Analyse. Figure de l’islam politique, le Genevois souhaite acquérir la nationalité de sa femme, une Française. Manuel Valls s’y oppose. Les paris sont ouverts.
Vous ne voulez pas de moi? Eh bien, vous allez m’avoir, et plutôt deux fois qu’une! Le Suisse Tariq Ramadan veut devenir Français. Il l’a fait savoir le 4 février sur sa page Facebook. Seulement voilà, Manuel Valls s’oppose à sa naturalisation. «Quand on aspire à être Français, c’est qu’on aspire à partager des valeurs», a objecté le premier ministre, dimanche 22 mai sur les ondes de Radio J, une radio juive parisienne. Pour le chef du gouvernement, le message du Genevois, incarnation d’un islam moderne et présentable aux yeux de nombreux jeunes musulmans francophones, est «contradictoire». Autrement dit, double, dangereux, selon ses détracteurs, qui sont légion également.
Riposte à peine codée, le même jour, de l’intéressé, toujours via Facebook: «Manuel Valls: au bon moment au bon endroit! Juste avant de se rendre en Israël, sur Radio J, le premier ministre outrepasse une fois encore les limites de sa fonction.» Le «bon endroit»: sous-entendu, un média communautaire juif, comme pour enfoncer le clou d’un prétendu «philosémitisme d’Etat». Lourd reproche, adressé aux pouvoirs publics et singulièrement à Manuel Valls par la frange dite islamo-gauchiste, à laquelle le théologien suisse est souvent rattaché en raison de ses liens avec la mouvance tiers-mondiste et les milieux propalestiniens.
Devenir Français? Pour Tariq Ramadan, une simple formalité, se dit-on, tant son «dossier» paraît solide. On s’étonne même qu’il n’ait pas entrepris plus tôt des démarches en ce sens. «Ma femme est Française (originaire de Bretagne, convertie à l’islam, ndlr) et mes quatre enfants sont tous Français. En Grande-Bretagne (il est professeur d’études islamiques contemporaines à Oxford, ndlr), j’ai voulu que ma fille étudie dans une école française», expliquait-il le 7 février dans le quotidien Libération, comme plaidant son cas devant une commission chargée d’examiner les demandes de naturalisation.

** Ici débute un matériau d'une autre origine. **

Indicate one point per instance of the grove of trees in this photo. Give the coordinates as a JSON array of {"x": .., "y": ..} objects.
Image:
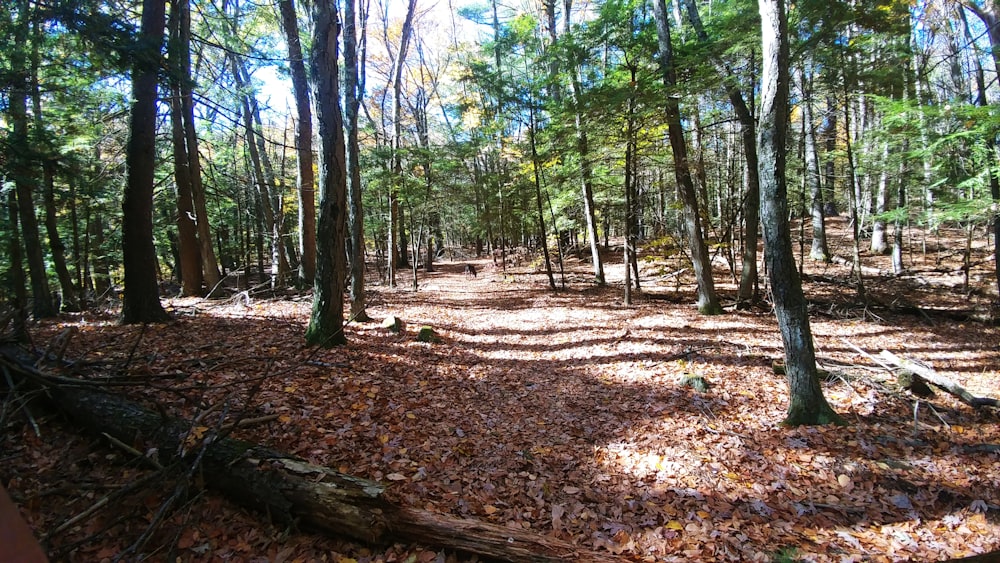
[{"x": 151, "y": 141}]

Il y a un loup. Les adversaires du petit-fils de Hassan al-Banna, l’Egyptien fondateur en 1928 des Frères musulmans, creuset de l’islamisme, estiment que cet intérêt soudain pour la nationalité française renferme une ambition politique. «Tariq Ramadan se rêve-t-il en héros de Houellebecq?» interrogeait le journaliste Alexandre Devecchio le 9 février sur le Figarovox, le site d’opinion du Figaro. «A le voir ainsi devant un public communautaire fasciné (lors d’un meeting à Lille, ndlr), on songe irrésistiblement à Mohammed Ben Abbes, le président musulman qui islamise pacifiquement la France dans Soumission, le dernier roman [du sulfureux écrivain]», écrivait-il.
Un acte militant
Les prétentions politiques, voire le destin suprême qu’on lui prête, doivent amuser et flatter Tariq Ramadan – Mohammed Ben Abbes ou, plutôt, Nicolas Hulot d’un post-islamisme? Injoignable depuis vendredi et en ce début de semaine encore, indique son secrétariat, nous n’avons pas pu lui faire commenter sa démarche et les oppositions qu’elle suscite. Mais son intention déclarée de devenir un citoyen de France, pays qu’il laboure depuis le début des années 1990, en compagnie de son frère Hani dans les premiers temps de ses pérégrinations hexagonales, est clairement un acte militant.
Factuellement, elle est d’abord sa réponse à l’interdiction qui lui a été signifiée de participer à une conférence mi-janvier à Paris, intitulée «Emergence d’une élite musulmane française: enjeux et défis». Elle témoigne ensuite d’un certain pouvoir de nuisance de sa part, inversement proportionnel aux bienfaits pacificateurs dont il serait porteur. On a affaire, en quelque sorte, à un chantage de basse intensité: face à l’obscurantisme dévastateur, il serait le seul recours. S’il pense l’être, son heure n’est-elle pas passée?
Quoi que puisse cacher le désir de France de Tariq Ramadan, il semble très difficile de lui refuser le passeport bordeaux, qu’il acquerrait par mariage. Seul un «défaut d’assimilation» ou autre manquement carabiné aux «valeurs de la République» pourrait l’empêcher de faire partie de la nation française. Chanterait-il La Marseillaise lors de la cérémonie d’adoubement?